08/06/2010 - 09:49 | ,  ,  ,   | Naveen

The new Nissan Micra supermini due to go on sale in the Europe in November, 2010 is unlikely to score the 'esteemed' 5-star Euro NCAP rating. The 2011 Nissan Micra would most probably settle with a 4-star rating.

The reason for the Nissan Micra's inability to get the 5th star is because of the revised crash safety scoring system by Euro NCAP for 2010. As per the new norms only a vehicle with stability control as standard on most of its versions would get a Euro NCAP 5.

The latest Nissan Micra has been designed mostly for the developing markets unlike its predecessor, so the focus of the new Micra is more on simplicity, functionality and low production and running costs.

Vincent Cobee, Project Director for the new Nissan Micra -

We want to be competitive on safety, but to achieve the new five-star rating becomes outrageous. We are making no definitive statement on the rating we expect, but let us say that three stars would not put us in the right competitive set.

Does the fifth star really matter for the Indians? No, not at all.

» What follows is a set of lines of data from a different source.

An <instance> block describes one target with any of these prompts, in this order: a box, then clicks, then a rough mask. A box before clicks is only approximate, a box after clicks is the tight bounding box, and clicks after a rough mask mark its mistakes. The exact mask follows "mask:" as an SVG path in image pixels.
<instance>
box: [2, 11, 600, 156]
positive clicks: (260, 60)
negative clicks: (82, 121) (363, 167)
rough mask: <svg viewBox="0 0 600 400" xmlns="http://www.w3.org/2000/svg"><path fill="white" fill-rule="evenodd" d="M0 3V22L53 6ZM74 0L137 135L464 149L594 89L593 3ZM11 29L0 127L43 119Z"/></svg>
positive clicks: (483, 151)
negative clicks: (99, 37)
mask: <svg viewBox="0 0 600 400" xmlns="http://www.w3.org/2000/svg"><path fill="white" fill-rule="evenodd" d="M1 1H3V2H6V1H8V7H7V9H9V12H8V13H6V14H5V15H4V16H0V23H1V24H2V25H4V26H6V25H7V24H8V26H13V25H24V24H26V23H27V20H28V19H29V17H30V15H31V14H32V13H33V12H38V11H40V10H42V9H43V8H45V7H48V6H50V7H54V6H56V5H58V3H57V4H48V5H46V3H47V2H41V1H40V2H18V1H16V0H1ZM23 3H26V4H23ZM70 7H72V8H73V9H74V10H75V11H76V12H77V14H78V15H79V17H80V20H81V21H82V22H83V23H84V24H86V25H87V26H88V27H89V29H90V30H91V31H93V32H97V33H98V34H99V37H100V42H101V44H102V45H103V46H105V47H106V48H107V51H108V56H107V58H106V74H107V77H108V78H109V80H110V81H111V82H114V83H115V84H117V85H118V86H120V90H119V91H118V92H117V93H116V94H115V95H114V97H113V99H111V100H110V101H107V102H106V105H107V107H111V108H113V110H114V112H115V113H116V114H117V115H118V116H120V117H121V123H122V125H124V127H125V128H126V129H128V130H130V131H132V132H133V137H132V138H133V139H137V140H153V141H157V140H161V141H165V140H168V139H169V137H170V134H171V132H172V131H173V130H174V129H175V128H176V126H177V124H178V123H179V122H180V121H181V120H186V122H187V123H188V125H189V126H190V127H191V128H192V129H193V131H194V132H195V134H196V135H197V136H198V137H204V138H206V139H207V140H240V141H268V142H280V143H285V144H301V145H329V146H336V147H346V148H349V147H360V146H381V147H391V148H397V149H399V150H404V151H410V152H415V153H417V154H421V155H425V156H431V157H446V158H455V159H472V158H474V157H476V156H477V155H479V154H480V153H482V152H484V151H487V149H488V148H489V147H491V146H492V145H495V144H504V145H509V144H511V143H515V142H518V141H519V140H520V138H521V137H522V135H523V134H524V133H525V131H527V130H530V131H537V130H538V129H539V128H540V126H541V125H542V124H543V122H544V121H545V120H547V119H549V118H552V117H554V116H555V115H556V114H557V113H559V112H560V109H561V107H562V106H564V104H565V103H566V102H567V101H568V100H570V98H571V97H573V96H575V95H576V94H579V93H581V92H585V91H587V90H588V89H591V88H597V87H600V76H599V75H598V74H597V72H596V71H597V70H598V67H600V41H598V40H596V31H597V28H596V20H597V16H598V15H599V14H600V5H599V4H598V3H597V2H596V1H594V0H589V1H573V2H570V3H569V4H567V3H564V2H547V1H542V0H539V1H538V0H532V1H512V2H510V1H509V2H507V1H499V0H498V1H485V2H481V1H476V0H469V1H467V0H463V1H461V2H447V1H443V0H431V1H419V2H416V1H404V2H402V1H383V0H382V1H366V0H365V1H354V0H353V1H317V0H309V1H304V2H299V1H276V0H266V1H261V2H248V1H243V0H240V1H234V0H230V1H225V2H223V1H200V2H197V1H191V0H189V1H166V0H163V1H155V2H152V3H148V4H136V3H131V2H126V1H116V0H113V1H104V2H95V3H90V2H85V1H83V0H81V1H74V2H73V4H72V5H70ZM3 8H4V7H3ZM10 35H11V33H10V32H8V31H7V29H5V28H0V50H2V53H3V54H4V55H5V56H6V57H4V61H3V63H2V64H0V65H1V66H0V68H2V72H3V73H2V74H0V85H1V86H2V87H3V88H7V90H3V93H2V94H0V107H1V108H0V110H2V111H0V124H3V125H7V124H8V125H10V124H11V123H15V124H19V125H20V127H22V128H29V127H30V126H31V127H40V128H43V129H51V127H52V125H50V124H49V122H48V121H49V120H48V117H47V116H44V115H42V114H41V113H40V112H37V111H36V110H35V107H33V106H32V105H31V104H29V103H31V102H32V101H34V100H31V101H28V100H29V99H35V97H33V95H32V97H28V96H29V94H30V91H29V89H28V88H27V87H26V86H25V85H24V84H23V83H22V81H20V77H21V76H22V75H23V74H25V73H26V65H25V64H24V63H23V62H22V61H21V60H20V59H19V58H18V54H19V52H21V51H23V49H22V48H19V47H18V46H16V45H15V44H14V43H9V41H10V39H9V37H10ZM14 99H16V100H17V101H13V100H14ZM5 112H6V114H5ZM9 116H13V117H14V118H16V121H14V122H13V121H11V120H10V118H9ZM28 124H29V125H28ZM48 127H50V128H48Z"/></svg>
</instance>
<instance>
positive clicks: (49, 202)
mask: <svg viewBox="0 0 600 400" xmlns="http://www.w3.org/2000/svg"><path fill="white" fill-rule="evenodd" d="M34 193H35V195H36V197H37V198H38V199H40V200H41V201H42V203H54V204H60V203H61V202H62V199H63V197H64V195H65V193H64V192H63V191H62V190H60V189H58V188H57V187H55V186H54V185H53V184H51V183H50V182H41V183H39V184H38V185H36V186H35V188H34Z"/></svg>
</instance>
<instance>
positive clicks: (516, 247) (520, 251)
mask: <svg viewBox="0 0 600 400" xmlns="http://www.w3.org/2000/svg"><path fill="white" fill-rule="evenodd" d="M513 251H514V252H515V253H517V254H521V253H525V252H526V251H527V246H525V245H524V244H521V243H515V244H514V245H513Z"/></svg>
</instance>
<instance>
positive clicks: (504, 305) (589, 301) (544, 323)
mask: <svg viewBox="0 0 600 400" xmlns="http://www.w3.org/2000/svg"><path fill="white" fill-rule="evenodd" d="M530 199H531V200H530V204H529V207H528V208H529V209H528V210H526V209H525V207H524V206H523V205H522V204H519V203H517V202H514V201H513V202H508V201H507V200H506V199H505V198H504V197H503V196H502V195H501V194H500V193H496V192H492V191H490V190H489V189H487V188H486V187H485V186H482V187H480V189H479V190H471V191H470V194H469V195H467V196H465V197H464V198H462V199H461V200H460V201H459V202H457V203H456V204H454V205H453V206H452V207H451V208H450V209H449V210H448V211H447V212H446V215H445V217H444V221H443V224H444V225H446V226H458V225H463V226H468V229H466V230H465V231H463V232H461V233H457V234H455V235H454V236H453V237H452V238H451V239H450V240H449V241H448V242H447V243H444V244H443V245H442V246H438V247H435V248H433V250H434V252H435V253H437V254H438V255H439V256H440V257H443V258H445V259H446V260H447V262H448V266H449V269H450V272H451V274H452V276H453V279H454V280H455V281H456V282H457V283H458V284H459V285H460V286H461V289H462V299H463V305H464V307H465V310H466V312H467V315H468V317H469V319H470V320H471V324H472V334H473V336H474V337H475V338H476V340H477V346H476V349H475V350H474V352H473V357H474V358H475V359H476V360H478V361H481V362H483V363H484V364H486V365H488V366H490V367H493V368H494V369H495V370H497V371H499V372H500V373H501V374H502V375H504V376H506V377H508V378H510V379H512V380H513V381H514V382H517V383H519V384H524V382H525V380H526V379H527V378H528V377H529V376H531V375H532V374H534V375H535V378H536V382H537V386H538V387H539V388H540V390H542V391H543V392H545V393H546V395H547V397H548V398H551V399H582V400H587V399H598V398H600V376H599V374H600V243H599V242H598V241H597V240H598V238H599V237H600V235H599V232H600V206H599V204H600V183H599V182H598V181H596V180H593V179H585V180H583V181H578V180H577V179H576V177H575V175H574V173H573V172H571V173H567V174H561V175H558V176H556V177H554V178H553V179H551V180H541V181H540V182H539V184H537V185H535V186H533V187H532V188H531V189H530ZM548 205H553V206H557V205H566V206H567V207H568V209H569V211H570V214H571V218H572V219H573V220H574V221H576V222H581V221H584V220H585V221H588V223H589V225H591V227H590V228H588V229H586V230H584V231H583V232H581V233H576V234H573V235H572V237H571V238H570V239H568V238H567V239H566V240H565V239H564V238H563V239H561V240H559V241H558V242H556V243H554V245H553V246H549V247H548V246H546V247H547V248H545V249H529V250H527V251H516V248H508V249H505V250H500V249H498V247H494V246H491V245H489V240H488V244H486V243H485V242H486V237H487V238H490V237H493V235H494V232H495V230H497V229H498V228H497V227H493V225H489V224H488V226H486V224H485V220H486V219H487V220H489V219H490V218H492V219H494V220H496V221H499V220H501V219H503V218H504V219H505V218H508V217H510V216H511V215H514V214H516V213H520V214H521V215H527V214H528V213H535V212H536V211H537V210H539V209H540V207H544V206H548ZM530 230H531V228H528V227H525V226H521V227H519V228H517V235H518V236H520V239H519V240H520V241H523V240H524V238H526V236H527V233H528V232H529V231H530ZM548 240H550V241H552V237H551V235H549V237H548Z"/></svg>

Even if Nissan goes all the way to get the stability control on the Micras and get a Euro NCAP 5-star, the Indian version would still come with the basic safety features- just two front airbags and ABS (that too only in the end version), while side curtain airbags, stability control would be ignored for the Indian market.

So a Euro NCAP 5-star on the European versions of a car doesn't really help improve the safety standards of the same car sold in India.

Lets take the 'uber-cool' Hyundai i20 for example. Hyundai is aggressively marketing as a Euro NCAP 5-star rated car and many i20s have a 'Euro NCAP 5-star' sticker on the rear windscreen. But the specs of the car sold here in India would qualify only for a 4-star rating because there is no stability control and side curtain airbags are available only in the top-end variant. So the Indian i20 isn't a 'Euro NCAP 5-star rated' car.

It is time for the Indian consumers to wake up and question companies' shrewd marketing strategies. Or at least people should not believe the lies they are selling in the name of marketing.